Comprovadamente, Lisboa na década de 1440, quando decorria a regência de D. Pedro, não teve expressões artísticas tão diferentes das suas congéneres do norte da Europa. Em concordância, a figuração da infanta D. Isabel, duquesa de Borgonha, no Painel do Infante apontava para laços culturais – e afetivos também – mais fortes do que poderíamos superficialmente esperar. A visita de Jan van Eyck ao nosso reino em 1428 ganhava a essa luz uma nova reverberação. Claramente, Lisboa e a Flandres não tinham estado assim tão apartadas na centúria de Quatrocentos.

Cumulativamente, a representação conjunta da família de Avis via a sua plausibilidade reforçada pelo tema fúnebre, dado que proporcionar um funeral condigno a qualquer um dos seus permanece uma das mais prementes obrigações familiares desde tempos imemoriais.

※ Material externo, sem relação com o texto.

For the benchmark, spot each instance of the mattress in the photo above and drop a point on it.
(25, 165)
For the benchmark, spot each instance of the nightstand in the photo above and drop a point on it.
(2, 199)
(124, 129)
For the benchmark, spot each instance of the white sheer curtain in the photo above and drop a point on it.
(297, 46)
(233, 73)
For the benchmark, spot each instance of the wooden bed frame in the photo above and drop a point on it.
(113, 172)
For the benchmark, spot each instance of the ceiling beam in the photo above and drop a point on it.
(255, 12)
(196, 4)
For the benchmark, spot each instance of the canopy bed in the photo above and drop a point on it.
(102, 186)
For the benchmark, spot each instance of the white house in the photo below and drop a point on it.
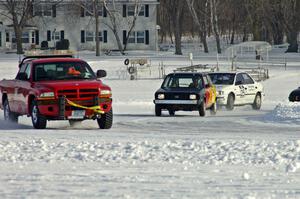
(54, 21)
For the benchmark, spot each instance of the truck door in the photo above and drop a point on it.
(23, 86)
(240, 89)
(250, 88)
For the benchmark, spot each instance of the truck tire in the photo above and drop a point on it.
(157, 110)
(8, 115)
(171, 112)
(213, 109)
(257, 102)
(74, 122)
(202, 109)
(106, 120)
(38, 121)
(230, 102)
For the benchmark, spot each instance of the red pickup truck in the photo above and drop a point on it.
(56, 87)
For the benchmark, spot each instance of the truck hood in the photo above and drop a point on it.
(58, 85)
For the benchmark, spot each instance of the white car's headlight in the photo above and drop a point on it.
(221, 92)
(47, 94)
(193, 97)
(105, 92)
(161, 96)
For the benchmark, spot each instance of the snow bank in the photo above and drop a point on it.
(285, 112)
(187, 153)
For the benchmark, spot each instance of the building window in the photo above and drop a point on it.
(89, 36)
(89, 10)
(7, 36)
(43, 10)
(100, 36)
(25, 37)
(131, 10)
(56, 35)
(142, 11)
(131, 38)
(140, 37)
(32, 38)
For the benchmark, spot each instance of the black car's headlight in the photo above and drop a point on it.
(161, 96)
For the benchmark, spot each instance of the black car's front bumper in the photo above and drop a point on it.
(178, 105)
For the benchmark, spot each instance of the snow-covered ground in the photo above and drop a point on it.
(236, 154)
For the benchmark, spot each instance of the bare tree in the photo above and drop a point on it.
(200, 19)
(19, 12)
(214, 23)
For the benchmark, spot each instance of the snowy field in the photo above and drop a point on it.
(242, 154)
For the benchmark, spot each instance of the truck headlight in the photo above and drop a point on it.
(161, 96)
(221, 92)
(105, 92)
(193, 97)
(47, 95)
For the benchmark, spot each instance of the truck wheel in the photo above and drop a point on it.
(106, 120)
(230, 102)
(38, 120)
(74, 122)
(257, 102)
(171, 112)
(8, 115)
(202, 109)
(213, 109)
(157, 110)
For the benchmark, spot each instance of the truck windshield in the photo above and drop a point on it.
(222, 78)
(63, 71)
(185, 81)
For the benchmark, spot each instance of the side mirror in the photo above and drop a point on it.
(238, 82)
(22, 76)
(101, 73)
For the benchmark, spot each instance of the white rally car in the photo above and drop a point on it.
(236, 89)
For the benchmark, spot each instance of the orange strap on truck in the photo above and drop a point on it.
(96, 109)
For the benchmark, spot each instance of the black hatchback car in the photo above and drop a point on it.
(186, 91)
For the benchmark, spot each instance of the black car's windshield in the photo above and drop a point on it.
(222, 78)
(63, 71)
(183, 81)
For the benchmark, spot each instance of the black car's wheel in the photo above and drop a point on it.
(257, 102)
(74, 122)
(157, 110)
(38, 121)
(106, 120)
(230, 102)
(202, 109)
(213, 109)
(171, 112)
(8, 115)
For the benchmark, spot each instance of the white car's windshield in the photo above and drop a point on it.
(63, 71)
(222, 78)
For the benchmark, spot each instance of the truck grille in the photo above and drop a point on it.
(79, 94)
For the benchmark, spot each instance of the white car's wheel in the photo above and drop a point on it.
(257, 102)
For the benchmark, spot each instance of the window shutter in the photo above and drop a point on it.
(124, 11)
(37, 37)
(105, 36)
(146, 10)
(81, 12)
(48, 35)
(124, 36)
(104, 12)
(82, 36)
(53, 10)
(147, 37)
(62, 35)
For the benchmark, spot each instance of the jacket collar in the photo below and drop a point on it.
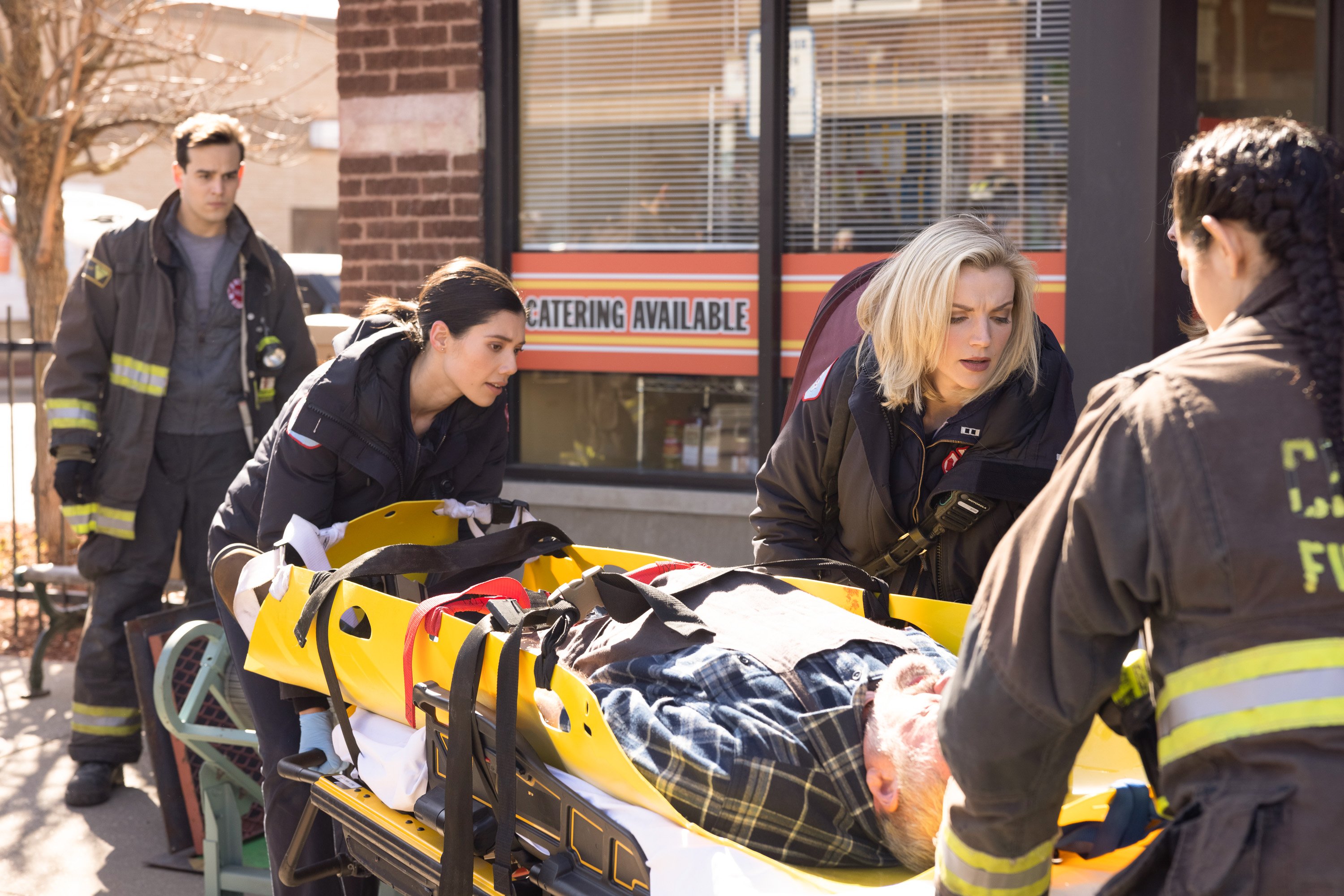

 Algumas peças que apareciam até então desconexas podiam ser concatenadas pela hipótese confraternal e, de forma quase surpreendente, possibilitavam identificar com plausibilidade a Confraria do Bem-aventurado Santo Antoninho. Esta confraria municipal, que agregava os homens-bons do concelho, os cidadãos honrados de Lisboa, na Casa do Santo, fora criada em 1431, três escassos anos após a oferta da relíquia de Santo António trazida de Pádua pelo infante D. Pedro ao município (as relíquias eram verdadeiramente fulcrais à organização e vida das confrarias). Note-se que a hipótese de ser aquela a relíquia figurada no políptico fora já aventada havia décadas. E, tendo em mente uma personagem cujo destaque no Painel da Relíquia tanta perplexidade tem causado à crítica, onde poderia tornar-se mais aceitável a presença de um Judeu numa assembleia cristã?

No Painel dos Pescadores, um frade franciscano prostra-se em oração, dianteiro a uma tríade de personagens que envergam mantos sobre túnicas brancas (as redes pintadas sobre os mantos, evocativas de pescadores, são comprovadamente espúrias, mas deram origem à designação errónea do painel). O espaço confraternal tornaria aceitável figurar em tal honrosa posição, próxima da família real, o frade corretor, a quem incumbiria fazer o sermão fúnebre, acompanhado dos três dirigentes da confraria.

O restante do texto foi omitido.